21 janvier 2026 à 11:06

“Pour faire de l’IA, on pourrait mettre des datacenters dans l’espace, et comme ça on résoudrait les problèmes d’énergie et ceux de refroidissement”, entend-on ces derniers temps de la part des patrons de la Tech.

J’avoue que quand j’ai entendu ça, j’étais sceptique, alors j’ai fait quelques recherches sur le sujet. J’ai trouvé par exemple un article d’un certain Alistair Alexander à qui donne quelques ordres de grandeur.

Spoiler alert : ➡️ c’est totalement stupide. ⬅️

On va partir d’un truc qui existe déjà, la Station Spatiale Internationale (vous savez, la résidence secondaire de Thomas Pesquet). Elle pèse 420 tonnes et produit 150 kW. Pour cela, elle a besoin de 118 tonnes de matériel, composé de panneaux solaires (pour capter le soleil, cuivrés sur la photo) et de radiateurs pour réguler la température (en blanc).

Station Spatiale Internationale, photo domaine public prise par la NASA Photo de la Station Spatiale Internationale domaine public, prise par la NASA. Version haute résolution

Les panneaux solaires de la station sont de couleur cuivre et les radiateurs sont les rectangles blancs.

Donc pour un datacenter d’1 GW comme ceux qu’on prévoit de construire pour l’IA en ce moment, si on fait une règle de 3, on voit qu’il faudrait 660 000 tonnes de panneaux et de radiateurs. C’est l’équivalent de 6 porte-avions américains (y compris les 450 avions qu’ils contiennent) comme celui qu’on a vu au large du Vénézuela ces derniers temps.

Pour envoyer ça dans l’espace avec la fusée Starship (d’Elon Musk), il faudrait 337 millions de tonnes d’équivalent CO2, soit les émissions du Royaume Uni pendant un an. Pour un seul datacenter d’1 GW. Sachant que d’ici 2030 (donc 4 ans), il est prévu d’en construire 50.

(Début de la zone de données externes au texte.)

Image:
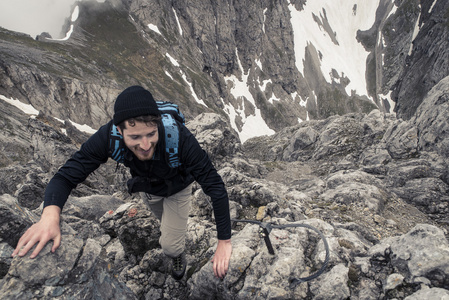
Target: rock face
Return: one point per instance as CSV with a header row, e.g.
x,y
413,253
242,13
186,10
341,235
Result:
x,y
199,48
375,186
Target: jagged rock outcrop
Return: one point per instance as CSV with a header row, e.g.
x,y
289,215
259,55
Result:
x,y
375,186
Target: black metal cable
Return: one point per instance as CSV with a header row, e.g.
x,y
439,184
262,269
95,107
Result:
x,y
266,229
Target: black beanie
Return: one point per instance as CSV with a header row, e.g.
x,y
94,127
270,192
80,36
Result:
x,y
133,102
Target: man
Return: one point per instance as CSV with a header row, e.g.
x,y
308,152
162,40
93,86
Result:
x,y
166,190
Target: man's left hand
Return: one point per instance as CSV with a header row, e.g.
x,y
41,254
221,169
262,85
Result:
x,y
221,258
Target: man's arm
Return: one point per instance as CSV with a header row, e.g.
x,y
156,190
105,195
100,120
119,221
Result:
x,y
42,232
92,154
221,258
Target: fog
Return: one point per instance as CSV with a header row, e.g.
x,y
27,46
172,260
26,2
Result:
x,y
36,16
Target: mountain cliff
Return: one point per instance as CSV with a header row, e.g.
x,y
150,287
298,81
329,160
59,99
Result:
x,y
262,65
356,147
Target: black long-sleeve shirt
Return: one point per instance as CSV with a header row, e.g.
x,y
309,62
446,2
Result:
x,y
153,176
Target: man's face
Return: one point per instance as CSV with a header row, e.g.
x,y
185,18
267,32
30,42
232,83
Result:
x,y
141,139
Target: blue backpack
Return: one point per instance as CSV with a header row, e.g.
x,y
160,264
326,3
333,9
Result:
x,y
170,113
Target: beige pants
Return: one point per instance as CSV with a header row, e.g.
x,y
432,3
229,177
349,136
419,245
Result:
x,y
173,212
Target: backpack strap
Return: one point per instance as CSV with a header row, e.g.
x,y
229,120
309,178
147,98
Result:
x,y
171,134
171,108
116,145
170,113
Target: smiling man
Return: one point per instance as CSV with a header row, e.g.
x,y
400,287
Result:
x,y
167,190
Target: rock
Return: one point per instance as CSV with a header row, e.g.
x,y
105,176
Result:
x,y
432,293
332,285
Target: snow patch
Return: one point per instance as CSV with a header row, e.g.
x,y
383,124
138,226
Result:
x,y
26,108
154,28
177,21
349,56
253,125
83,128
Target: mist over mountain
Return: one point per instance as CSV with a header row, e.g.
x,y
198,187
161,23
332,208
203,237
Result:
x,y
332,113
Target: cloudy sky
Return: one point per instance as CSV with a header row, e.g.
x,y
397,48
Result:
x,y
35,16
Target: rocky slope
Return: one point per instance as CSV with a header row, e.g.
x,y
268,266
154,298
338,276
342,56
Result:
x,y
375,186
199,53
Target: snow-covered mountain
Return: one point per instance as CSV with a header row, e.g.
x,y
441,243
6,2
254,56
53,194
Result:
x,y
265,65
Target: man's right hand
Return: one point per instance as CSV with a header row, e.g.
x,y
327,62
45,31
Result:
x,y
42,232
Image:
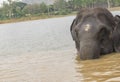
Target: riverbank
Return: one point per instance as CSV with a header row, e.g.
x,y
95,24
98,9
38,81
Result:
x,y
44,17
33,18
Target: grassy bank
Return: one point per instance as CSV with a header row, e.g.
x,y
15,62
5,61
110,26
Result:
x,y
32,18
44,17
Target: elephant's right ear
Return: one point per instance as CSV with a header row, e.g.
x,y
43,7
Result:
x,y
72,29
72,25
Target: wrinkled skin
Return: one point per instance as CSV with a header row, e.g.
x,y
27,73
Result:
x,y
116,34
92,32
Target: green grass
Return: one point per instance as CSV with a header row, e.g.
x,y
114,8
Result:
x,y
33,18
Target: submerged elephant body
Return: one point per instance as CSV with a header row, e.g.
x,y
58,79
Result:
x,y
92,31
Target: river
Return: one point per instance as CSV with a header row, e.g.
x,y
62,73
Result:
x,y
43,51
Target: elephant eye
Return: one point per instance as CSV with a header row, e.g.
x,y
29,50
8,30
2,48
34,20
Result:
x,y
103,33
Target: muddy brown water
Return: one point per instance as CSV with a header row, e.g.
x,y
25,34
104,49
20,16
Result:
x,y
43,51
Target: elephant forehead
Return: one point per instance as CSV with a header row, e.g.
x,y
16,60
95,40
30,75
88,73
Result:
x,y
87,27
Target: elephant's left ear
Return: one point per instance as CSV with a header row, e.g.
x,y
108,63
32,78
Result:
x,y
72,25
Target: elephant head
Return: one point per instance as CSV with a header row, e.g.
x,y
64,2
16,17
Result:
x,y
91,30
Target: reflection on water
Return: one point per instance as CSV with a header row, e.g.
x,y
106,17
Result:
x,y
43,51
105,69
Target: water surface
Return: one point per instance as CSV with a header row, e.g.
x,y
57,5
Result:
x,y
43,51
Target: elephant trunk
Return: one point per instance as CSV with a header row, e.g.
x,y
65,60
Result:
x,y
89,50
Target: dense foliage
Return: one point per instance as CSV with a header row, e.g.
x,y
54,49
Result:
x,y
14,9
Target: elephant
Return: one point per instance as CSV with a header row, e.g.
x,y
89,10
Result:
x,y
116,34
92,31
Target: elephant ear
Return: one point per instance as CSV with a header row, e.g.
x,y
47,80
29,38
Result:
x,y
117,19
72,29
106,18
116,34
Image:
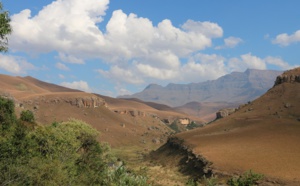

Bref, rien qu’en émissions de gaz à effet de serre, ça n’est pas possible. Depuis que j’ai écris cet article, je découvre l’article Dirty Bits in Low-Earth Orbit: The Carbon Footprint of Launching Computers, publié en Août 2025 par la très sérieuse Association for Computing Machinery, qui dit en gros la même chose : le coût environnemental sera bien trop élevé.

Reste quelques points cruciaux :

  1. Comment on assure la maintenance locale ?
  2. Comment on fait pour que le matériel tienne alors qu’il est bombardé de rayons cosmiques ?
  3. Comment on fait pour avoir suffisamment de bande passante avec la Terre pour utiliser les services ?

Tout cela nous amène à la question suivante : comment les patrons de la Tech nous balancent des idées aussi irréalistes dès qu’ils passent devant un micro ou un caméra ? N’ont-ils pas conscience de ces problèmes ?

Deux possibilités : soit ils sont stupides (je ne le crois pas), soit ils nous prennent pour des imbéciles. J’ai bien peur que ça soit la deuxième solution…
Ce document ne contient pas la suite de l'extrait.